First, we’ll examine the LLVM IR for sumofsins1
:
julia> code_llvm(sumofsins1, (Int, ))
define %jl_value_t* @julia_sumofsins11067(i64) {
top:
%1 = alloca [5 x %jl_value_t*], align 8
%.sub = getelementptr inbounds [5 x %jl_value_t*]* %1, i64 0, i64 0
%2 = getelementptr [5 x %jl_value_t*]* %1, i64 0, i64 2, !dbg !5145
store %jl_value_t* inttoptr (i64 6 to %jl_value_t*), %jl_value_t** %.sub, align 8
%3 = load %jl_value_t*** @jl_pgcstack, align 8, !dbg !5145
%4 = getelementptr [5 x %jl_value_t*]* %1, i64 0, i64 1, !dbg !5145
%.c = bitcast %jl_value_t** %3 to %jl_value_t*, !dbg !5145
store %jl_value_t* %.c, %jl_value_t** %4, align 8, !dbg !5145
store %jl_value_t** %.sub, %jl_value_t*** @jl_pgcstack, align 8, !dbg !5145
%5 = getelementptr [5 x %jl_value_t*]* %1, i64 0, i64 3
store %jl_value_t* null, %jl_value_t** %5, align 8
%6 = getelementptr [5 x %jl_value_t*]* %1, i64 0, i64 4
store %jl_value_t* null, %jl_value_t** %6, align 8
store %jl_value_t* inttoptr (i64 140379580131904 to %jl_value_t*), %jl_value_t** %2, align 8, !dbg !5150
%7 = icmp slt i64 %0, 1, !dbg !5151
br i1 %7, label %L2, label %pass, !dbg !5151
pass: ; preds = %top, %pass
%8 = phi %jl_value_t* [ %13, %pass ], [ inttoptr (i64 140379580131904 to %jl_value_t*), %top ]

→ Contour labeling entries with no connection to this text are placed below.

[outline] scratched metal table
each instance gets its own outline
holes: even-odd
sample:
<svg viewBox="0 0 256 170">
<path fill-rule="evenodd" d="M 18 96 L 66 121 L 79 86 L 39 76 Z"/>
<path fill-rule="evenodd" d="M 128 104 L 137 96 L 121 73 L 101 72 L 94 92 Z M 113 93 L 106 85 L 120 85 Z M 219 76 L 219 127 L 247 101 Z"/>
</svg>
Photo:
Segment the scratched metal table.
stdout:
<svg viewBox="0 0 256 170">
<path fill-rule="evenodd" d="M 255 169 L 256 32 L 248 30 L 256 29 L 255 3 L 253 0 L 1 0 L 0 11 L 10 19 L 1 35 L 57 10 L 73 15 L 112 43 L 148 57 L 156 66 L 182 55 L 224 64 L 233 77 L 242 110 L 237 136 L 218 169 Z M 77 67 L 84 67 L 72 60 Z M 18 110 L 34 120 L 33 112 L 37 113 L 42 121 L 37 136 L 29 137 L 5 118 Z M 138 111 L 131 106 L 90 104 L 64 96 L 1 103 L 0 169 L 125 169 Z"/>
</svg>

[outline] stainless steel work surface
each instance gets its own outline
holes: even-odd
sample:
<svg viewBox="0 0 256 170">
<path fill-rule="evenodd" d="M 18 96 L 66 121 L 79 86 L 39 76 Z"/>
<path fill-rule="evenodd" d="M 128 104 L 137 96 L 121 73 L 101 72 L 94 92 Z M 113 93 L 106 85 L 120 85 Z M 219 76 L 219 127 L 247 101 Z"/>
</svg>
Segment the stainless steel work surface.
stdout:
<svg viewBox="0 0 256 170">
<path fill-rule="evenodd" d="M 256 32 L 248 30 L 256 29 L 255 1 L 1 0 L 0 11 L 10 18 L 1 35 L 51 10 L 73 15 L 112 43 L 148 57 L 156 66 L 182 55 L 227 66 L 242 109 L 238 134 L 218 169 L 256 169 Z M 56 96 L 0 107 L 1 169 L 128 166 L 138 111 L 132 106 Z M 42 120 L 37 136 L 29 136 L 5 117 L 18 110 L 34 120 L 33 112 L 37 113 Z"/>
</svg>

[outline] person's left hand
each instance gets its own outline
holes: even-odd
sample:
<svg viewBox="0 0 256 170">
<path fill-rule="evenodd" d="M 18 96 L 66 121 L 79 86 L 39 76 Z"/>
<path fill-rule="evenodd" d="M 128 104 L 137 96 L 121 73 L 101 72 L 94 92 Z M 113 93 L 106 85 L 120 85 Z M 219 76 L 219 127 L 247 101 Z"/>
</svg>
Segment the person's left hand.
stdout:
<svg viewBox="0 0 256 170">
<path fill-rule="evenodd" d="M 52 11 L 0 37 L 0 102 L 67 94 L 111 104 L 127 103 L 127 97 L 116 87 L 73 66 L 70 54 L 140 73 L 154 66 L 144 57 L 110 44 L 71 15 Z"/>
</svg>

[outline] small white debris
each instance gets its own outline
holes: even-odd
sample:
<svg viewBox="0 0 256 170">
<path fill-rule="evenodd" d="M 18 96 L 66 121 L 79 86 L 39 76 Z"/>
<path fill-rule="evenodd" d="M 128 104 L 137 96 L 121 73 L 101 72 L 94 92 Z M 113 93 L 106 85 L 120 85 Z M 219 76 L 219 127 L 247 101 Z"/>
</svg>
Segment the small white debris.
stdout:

%"#s6.03" = phi i64 [ %14, %pass ], [ 1, %top ]
store %jl_value_t* %8, %jl_value_t** %5, align 8, !dbg !5152
%9 = call %jl_value_t* @alloc_2w(), !dbg !5152
%10 = getelementptr inbounds %jl_value_t* %9, i64 0, i32 0, !dbg !5152
store %jl_value_t* inttoptr (i64 140379580056656 to %jl_value_t*), %jl_value_t** %10, align 8, !dbg !5152
%11 = getelementptr inbounds %jl_value_t* %9, i64 1, i32 0, !dbg !5152
%12 = bitcast %jl_value_t** %11 to double*, !dbg !5152
store double 0xBFD05AC910FF4C6C, double* %12, align 8, !dbg !5152
store %jl_value_t* %9, %jl_value_t** %6, align 8, !dbg !5152
%13 = call %jl_value_t* @jl_apply_generic(%jl_value_t* inttoptr (i64 140379586379936 to %jl_value_t*), %jl_value_t** %5, i32 2), !dbg !5152
store %jl_value_t* %13, %jl_value_t** %2, align 8, !dbg !5152
%14 = add i64 %"#s6.03", 1, !dbg !5152
%15 = icmp sgt i64 %14, %0, !dbg !5151
br i1 %15, label %L2, label %pass, !dbg !5151
L2: ; preds = %pass, %top
%.lcssa = phi %jl_value_t* [ inttoptr (i64 140379580131904 to %jl_value_t*), %top ], [ %13, %pass ]

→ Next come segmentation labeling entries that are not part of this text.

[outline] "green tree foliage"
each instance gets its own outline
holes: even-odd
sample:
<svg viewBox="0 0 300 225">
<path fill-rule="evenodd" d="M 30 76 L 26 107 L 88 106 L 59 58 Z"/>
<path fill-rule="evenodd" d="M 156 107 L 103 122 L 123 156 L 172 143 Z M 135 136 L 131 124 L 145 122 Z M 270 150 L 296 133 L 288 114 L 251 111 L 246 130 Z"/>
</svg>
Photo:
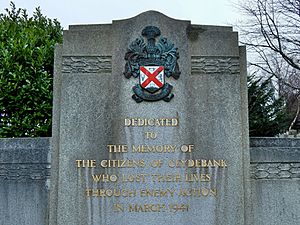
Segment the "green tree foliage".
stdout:
<svg viewBox="0 0 300 225">
<path fill-rule="evenodd" d="M 282 98 L 276 98 L 270 79 L 248 76 L 250 137 L 272 137 L 287 130 L 289 116 Z"/>
<path fill-rule="evenodd" d="M 62 42 L 57 20 L 39 8 L 0 14 L 0 137 L 51 136 L 54 45 Z"/>
</svg>

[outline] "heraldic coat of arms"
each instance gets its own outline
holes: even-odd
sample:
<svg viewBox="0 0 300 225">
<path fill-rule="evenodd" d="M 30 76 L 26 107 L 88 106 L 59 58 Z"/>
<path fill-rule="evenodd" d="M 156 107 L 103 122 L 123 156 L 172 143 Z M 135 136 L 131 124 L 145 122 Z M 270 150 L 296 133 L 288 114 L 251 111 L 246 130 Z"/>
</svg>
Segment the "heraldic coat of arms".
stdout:
<svg viewBox="0 0 300 225">
<path fill-rule="evenodd" d="M 139 84 L 132 88 L 132 98 L 137 103 L 161 99 L 169 102 L 174 97 L 171 93 L 173 86 L 166 82 L 166 77 L 176 80 L 179 78 L 179 54 L 174 44 L 166 38 L 160 38 L 156 43 L 160 34 L 160 30 L 155 26 L 145 27 L 142 35 L 148 43 L 145 43 L 143 37 L 137 38 L 126 52 L 123 74 L 126 78 L 139 78 Z"/>
</svg>

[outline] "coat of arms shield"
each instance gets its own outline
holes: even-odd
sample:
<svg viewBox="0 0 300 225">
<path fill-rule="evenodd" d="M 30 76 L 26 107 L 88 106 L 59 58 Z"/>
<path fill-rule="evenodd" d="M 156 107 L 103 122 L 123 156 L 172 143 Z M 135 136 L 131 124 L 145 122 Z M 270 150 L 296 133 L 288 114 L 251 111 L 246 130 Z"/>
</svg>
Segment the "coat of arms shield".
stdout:
<svg viewBox="0 0 300 225">
<path fill-rule="evenodd" d="M 166 38 L 160 38 L 156 44 L 156 37 L 160 34 L 155 26 L 145 27 L 142 35 L 148 43 L 143 38 L 137 38 L 126 52 L 125 77 L 139 77 L 139 84 L 132 88 L 132 98 L 137 103 L 161 99 L 169 102 L 174 97 L 171 93 L 173 86 L 166 82 L 166 78 L 179 78 L 179 54 L 174 44 Z"/>
</svg>

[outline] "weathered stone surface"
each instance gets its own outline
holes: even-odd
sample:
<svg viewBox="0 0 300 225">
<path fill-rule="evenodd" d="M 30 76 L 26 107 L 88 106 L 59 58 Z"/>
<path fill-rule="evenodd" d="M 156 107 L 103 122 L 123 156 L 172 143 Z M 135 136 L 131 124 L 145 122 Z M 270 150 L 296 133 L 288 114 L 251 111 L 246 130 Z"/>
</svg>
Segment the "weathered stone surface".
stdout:
<svg viewBox="0 0 300 225">
<path fill-rule="evenodd" d="M 123 76 L 128 45 L 146 26 L 157 26 L 178 48 L 181 77 L 168 78 L 174 88 L 171 102 L 142 102 L 131 99 L 138 81 Z M 111 56 L 111 70 L 101 69 L 98 59 Z M 94 58 L 89 58 L 94 57 Z M 229 27 L 194 26 L 149 11 L 109 25 L 72 26 L 55 57 L 54 125 L 50 224 L 206 224 L 245 225 L 245 196 L 249 196 L 247 90 L 245 48 L 239 48 L 237 33 Z M 78 61 L 77 61 L 78 59 Z M 89 59 L 89 60 L 87 60 Z M 97 59 L 95 61 L 95 59 Z M 66 61 L 67 60 L 67 61 Z M 92 66 L 90 63 L 92 62 Z M 88 68 L 85 68 L 85 66 Z M 193 72 L 194 71 L 194 72 Z M 194 76 L 193 76 L 194 75 Z M 178 118 L 178 127 L 124 127 L 125 118 Z M 145 138 L 156 132 L 155 140 Z M 189 154 L 109 154 L 107 144 L 162 145 L 194 144 Z M 77 169 L 77 159 L 153 160 L 223 159 L 225 169 L 121 168 Z M 85 189 L 122 188 L 140 190 L 199 188 L 199 184 L 100 183 L 91 173 L 179 173 L 211 174 L 201 188 L 217 188 L 214 197 L 91 198 Z M 246 194 L 245 194 L 246 193 Z M 147 213 L 114 212 L 113 204 L 188 204 L 188 212 L 167 210 Z M 251 223 L 249 223 L 251 224 Z"/>
<path fill-rule="evenodd" d="M 0 139 L 0 224 L 45 224 L 49 138 Z"/>
</svg>

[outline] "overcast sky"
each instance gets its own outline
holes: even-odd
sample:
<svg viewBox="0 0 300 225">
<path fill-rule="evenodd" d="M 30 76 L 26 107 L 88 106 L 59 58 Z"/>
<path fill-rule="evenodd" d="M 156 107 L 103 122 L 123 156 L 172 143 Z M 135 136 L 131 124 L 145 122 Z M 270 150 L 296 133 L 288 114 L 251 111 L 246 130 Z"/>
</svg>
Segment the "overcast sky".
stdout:
<svg viewBox="0 0 300 225">
<path fill-rule="evenodd" d="M 17 8 L 29 13 L 40 6 L 49 18 L 57 18 L 67 29 L 70 24 L 111 23 L 147 10 L 157 10 L 169 17 L 191 20 L 193 24 L 230 25 L 239 19 L 239 0 L 14 0 Z M 0 0 L 0 10 L 10 0 Z"/>
</svg>

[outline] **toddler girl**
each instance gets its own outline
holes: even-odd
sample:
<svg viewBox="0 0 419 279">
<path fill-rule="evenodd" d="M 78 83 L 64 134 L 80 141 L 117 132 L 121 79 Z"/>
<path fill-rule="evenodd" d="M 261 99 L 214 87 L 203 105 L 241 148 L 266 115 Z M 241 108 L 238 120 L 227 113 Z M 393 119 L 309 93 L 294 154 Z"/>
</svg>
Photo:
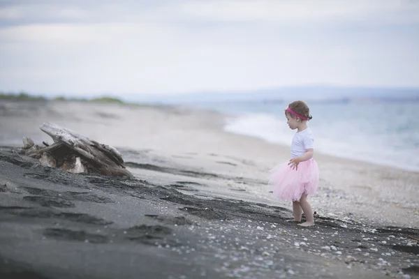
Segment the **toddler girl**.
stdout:
<svg viewBox="0 0 419 279">
<path fill-rule="evenodd" d="M 293 201 L 294 221 L 301 222 L 304 212 L 307 221 L 299 225 L 314 226 L 313 211 L 307 202 L 307 195 L 314 194 L 318 185 L 318 167 L 313 159 L 314 136 L 307 126 L 312 117 L 307 104 L 301 100 L 291 103 L 285 116 L 290 128 L 297 130 L 291 142 L 291 159 L 271 169 L 269 183 L 277 197 Z"/>
</svg>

%16 = load %jl_value_t** %4, align 8, !dbg !5153
%17 = getelementptr inbounds %jl_value_t* %16, i64 0, i32 0, !dbg !5153
store %jl_value_t** %17, %jl_value_t*** @jl_pgcstack, align 8, !dbg !5153
ret %jl_value_t* %.lcssa, !dbg !5153
}
Then we’ll examine the LLVM IR for sumofsins2
:
julia> code_llvm(sumofsins2, (Int, ))
define double @julia_sumofsins21068(i64) {
top:
%1 = icmp slt i64 %0, 1, !dbg !5151
br i1 %1, label %L2, label %pass, !dbg !5151
pass: ; preds = %top, %pass
%"#s6.04" = phi i64 [ %3, %pass ], [ 1, %top ]

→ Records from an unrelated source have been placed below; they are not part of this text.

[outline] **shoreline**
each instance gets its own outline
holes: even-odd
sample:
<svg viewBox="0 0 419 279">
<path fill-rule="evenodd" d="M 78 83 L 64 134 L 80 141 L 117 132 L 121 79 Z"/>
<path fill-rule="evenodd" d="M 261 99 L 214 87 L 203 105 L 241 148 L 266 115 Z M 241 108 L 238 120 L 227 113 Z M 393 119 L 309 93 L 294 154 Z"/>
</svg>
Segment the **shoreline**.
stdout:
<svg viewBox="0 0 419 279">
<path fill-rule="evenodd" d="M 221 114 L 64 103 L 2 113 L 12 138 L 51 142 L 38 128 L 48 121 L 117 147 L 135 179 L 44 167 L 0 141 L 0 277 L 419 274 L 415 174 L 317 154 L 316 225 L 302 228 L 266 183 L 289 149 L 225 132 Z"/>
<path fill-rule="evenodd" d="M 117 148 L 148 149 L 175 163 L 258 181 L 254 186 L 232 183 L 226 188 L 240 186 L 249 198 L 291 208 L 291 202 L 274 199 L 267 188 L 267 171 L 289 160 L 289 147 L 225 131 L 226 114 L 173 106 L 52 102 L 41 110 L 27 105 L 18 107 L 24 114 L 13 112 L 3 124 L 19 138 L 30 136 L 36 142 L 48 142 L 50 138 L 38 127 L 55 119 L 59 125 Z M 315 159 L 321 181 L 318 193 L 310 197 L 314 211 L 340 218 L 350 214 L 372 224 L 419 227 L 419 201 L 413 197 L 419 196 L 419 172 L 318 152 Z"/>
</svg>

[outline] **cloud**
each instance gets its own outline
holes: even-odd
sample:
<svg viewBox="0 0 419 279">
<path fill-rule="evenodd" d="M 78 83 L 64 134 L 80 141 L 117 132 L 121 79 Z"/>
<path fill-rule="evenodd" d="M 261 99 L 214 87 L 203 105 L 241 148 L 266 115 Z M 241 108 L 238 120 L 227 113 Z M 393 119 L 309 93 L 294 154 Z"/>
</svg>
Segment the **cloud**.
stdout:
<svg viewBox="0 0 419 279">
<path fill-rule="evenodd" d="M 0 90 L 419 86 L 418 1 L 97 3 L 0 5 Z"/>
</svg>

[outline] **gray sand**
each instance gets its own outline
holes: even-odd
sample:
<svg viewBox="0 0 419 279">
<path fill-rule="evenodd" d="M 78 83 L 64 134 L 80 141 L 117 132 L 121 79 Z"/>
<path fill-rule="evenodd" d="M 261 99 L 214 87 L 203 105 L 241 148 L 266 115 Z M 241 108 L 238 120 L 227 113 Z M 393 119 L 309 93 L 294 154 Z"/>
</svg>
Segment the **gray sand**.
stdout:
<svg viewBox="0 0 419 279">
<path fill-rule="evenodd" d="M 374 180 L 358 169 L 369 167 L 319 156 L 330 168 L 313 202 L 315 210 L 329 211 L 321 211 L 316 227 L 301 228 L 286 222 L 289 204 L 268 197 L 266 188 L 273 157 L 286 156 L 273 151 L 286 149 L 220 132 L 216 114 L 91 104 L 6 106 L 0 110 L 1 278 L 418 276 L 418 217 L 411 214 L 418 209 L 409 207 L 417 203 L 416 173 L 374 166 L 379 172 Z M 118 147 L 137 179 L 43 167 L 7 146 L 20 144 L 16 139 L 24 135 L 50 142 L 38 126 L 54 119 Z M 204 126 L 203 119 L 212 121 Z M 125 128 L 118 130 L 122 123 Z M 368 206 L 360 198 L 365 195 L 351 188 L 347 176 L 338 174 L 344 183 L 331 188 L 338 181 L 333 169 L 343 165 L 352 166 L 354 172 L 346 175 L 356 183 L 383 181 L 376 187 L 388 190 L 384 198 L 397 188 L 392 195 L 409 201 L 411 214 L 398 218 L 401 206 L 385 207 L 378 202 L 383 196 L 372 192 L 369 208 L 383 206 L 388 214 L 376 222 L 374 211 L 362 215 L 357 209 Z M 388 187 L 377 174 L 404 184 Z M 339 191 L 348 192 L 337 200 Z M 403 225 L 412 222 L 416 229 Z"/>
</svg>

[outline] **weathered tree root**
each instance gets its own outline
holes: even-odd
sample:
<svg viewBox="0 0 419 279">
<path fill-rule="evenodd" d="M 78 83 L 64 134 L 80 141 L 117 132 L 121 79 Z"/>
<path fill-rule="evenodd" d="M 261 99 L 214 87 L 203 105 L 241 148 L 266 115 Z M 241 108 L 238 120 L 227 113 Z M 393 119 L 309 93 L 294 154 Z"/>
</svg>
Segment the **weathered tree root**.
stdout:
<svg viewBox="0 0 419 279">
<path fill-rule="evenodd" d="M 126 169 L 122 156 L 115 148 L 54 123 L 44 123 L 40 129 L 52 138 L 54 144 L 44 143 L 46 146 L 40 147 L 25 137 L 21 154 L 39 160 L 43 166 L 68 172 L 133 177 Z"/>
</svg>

%r.03 = phi double [ %2, %pass ], [ 0.000000e+00, %top ]
%2 = fadd double %r.03, 0xBFD05AC910FF4C6C, !dbg !5156
%3 = add i64 %"#s6.04", 1, !dbg !5156
%4 = icmp sgt i64 %3, %0, !dbg !5151
br i1 %4, label %L2, label %pass, !dbg !5151
L2: ; preds = %pass, %top
%r.0.lcssa = phi double [ 0.000000e+00, %top ], [ %2, %pass ]
ret double %r.0.lcssa, !dbg !5157
}
The difference in size and complexity of code between these two functions in compiled form is considerable. And this difference is entirely atttributable to the compiler’s need to recheck the type of r
on every iteration of the main loop in sumofsins1
, which can be optimized out in sumofsins2
, where r
has a stable type.
Given the potential performance impacts of type-instability, every aspiring Julia programmer needs to learn to recognize potential sources of type-instability in their own code. Future versions of Julia may be configured to issue warnings when type-unstable code is encountered, but, for now, the responsibility lies with the programmer. Thankfully, once you learn about type-stability, it becomes easy to recognize in most cases.